Tuesday, March 21, 2017
Down Syndrome & God's Love
Until I arrived at Bridge St. UC this morning I wasn't aware that this is World Down Syndrome Day, or that there is a such a day, for that matter. There is a family which is very much a part of our congregation with three children who have Down Syndrome, although they are becoming adults in a hurry. One is in his mid-twenties, is a successful athlete, and is training in a culinary arts program. The two daughters are teens now, and the older of the two assists in the nursery. All three are open, active persons, affectionate and friendly, and I admire their parents for the commitment to give them every opportunity to be engaged in every aspect of life, including Christian community. Bridge St. wouldn't be the same without them, nor would other congregations I've served with members who have Down Syndrome.
I have mentioned before that both Ruth, my wife, and Isaac, our son, have worked in group homes with Down Syndrome residents. These folk have their own personalities, likes and dislikes, as well as loves. They are persons, made in the image of God, deserving every opportunity to grow and flourish.

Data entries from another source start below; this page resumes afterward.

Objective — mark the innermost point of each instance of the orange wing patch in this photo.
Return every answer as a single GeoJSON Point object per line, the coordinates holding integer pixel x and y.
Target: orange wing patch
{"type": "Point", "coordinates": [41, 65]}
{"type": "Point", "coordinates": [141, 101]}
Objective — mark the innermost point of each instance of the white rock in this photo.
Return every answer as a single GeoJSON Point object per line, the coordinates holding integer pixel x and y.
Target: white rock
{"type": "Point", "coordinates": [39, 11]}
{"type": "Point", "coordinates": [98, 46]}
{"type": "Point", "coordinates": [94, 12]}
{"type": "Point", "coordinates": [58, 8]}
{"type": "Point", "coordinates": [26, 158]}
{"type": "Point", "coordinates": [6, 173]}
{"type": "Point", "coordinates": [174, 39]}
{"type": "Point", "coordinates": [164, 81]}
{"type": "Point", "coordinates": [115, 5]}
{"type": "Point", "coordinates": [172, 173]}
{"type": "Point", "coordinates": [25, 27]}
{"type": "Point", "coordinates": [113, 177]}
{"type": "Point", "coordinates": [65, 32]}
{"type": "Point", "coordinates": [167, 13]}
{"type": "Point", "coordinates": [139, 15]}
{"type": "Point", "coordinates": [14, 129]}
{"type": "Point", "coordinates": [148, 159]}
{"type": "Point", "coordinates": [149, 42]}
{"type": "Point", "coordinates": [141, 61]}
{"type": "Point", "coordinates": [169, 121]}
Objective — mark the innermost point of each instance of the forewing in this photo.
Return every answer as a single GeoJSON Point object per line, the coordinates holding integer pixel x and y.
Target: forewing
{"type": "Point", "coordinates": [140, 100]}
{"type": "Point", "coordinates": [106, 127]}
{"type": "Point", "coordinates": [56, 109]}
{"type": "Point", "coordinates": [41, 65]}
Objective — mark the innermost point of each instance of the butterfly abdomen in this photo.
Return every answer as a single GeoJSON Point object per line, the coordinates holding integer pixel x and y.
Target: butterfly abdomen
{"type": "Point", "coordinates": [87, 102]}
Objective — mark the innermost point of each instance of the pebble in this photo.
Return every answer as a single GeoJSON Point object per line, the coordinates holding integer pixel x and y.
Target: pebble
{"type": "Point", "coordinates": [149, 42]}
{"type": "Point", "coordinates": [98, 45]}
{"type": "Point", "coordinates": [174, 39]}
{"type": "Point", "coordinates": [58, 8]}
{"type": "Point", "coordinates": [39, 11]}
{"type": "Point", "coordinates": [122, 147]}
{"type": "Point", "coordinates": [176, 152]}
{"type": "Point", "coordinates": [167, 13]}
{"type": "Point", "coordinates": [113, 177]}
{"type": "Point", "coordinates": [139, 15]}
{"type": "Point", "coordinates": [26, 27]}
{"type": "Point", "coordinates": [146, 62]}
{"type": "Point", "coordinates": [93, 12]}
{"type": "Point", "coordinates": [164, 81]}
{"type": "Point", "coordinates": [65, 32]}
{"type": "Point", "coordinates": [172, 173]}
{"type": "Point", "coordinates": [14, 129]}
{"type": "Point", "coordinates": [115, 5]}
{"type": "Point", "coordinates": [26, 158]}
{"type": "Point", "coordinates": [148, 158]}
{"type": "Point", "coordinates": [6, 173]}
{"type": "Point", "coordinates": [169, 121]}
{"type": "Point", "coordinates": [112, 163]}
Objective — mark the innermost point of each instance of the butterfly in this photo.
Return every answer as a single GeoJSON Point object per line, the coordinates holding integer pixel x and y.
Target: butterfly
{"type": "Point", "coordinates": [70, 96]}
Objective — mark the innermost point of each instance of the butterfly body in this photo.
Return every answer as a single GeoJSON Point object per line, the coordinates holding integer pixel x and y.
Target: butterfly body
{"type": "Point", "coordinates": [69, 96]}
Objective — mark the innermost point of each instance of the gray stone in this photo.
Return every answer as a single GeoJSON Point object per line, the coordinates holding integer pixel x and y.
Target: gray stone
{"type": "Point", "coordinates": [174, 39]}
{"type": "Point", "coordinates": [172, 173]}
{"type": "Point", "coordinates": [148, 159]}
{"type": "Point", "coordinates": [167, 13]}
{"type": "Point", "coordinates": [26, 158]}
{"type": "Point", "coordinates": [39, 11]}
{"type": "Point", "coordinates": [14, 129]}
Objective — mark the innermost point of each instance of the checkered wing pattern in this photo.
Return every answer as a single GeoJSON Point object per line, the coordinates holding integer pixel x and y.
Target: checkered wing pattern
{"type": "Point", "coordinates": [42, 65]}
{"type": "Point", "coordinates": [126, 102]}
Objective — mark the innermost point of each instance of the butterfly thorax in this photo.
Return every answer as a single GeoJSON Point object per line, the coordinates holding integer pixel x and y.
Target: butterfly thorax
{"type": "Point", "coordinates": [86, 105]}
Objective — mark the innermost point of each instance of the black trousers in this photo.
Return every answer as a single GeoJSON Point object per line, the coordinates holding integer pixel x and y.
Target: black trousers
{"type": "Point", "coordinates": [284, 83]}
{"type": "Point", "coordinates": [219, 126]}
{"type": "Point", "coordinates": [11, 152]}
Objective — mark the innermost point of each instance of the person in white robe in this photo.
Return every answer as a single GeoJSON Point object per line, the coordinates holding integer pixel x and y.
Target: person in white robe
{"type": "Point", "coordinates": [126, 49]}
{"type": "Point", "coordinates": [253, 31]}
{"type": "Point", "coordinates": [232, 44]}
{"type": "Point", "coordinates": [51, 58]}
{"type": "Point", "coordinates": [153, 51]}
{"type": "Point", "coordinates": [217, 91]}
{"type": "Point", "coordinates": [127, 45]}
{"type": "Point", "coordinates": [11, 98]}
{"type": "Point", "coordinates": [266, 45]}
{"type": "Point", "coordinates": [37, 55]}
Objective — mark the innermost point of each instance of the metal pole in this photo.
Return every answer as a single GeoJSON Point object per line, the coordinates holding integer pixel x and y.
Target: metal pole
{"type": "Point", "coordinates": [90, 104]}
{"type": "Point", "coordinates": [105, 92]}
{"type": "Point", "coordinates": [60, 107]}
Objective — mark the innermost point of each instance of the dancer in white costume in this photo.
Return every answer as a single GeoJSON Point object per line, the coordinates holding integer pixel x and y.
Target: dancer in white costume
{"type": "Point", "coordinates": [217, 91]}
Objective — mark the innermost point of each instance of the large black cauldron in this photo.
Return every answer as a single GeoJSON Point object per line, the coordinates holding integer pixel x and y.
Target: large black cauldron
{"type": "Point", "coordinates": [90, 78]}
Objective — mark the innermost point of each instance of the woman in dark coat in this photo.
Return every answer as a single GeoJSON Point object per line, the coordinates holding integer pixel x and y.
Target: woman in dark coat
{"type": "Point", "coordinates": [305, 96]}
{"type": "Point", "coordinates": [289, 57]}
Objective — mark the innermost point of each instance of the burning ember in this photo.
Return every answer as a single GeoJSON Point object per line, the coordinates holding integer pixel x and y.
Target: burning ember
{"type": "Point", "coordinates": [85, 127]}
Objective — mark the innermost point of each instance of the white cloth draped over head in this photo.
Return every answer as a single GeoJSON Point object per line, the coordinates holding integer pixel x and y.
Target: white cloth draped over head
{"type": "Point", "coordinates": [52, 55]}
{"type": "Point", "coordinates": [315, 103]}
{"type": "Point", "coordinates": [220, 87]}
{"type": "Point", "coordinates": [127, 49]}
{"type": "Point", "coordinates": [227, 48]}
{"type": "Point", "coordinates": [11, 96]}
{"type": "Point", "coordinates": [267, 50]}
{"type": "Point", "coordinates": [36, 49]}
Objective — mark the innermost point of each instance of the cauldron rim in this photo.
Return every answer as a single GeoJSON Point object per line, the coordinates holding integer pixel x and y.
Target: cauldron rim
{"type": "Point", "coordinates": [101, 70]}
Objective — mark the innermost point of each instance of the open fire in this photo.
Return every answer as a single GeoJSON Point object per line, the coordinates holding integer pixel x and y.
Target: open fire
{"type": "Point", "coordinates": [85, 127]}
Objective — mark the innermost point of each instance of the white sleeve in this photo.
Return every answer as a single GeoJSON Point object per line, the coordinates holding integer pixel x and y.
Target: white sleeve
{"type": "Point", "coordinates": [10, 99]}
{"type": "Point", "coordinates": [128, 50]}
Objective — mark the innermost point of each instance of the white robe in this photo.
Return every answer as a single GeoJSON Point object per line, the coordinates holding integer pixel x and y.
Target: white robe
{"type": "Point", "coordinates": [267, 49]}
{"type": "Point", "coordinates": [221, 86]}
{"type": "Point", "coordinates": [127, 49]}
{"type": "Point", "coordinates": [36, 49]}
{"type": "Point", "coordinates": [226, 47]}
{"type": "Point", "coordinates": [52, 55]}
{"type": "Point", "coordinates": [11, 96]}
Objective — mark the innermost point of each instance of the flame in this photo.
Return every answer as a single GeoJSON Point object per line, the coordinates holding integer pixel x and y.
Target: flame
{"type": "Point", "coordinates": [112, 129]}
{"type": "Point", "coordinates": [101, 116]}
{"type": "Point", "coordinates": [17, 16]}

It's important that societal attitudes have changed over time and it hadn't occurred to me that there is a new challenge for those with Down Syndrome. As genetic testing in the womb becomes more sophisticated there is a greater possibility that Down fetuses may be aborted.
A conference held yesterday that included Down speakers explored this difficult topic. There is now a “non-invasive” prenatal blood test which gives parents a 99% indication of the Down’s status of their baby. It is being heavily promoted throughout the world and many governments have started implementing it into public healthcare.
When our daughter-in-law was pregnant with their first child they were made to feel uncomfortable by a doctor who was quite insistent that she have this test. They declined, in part because of the work Isaac had done in the group home, and also on the basis of their moral and faith convictions.
Any observations or comments this World Down Syndrome Day?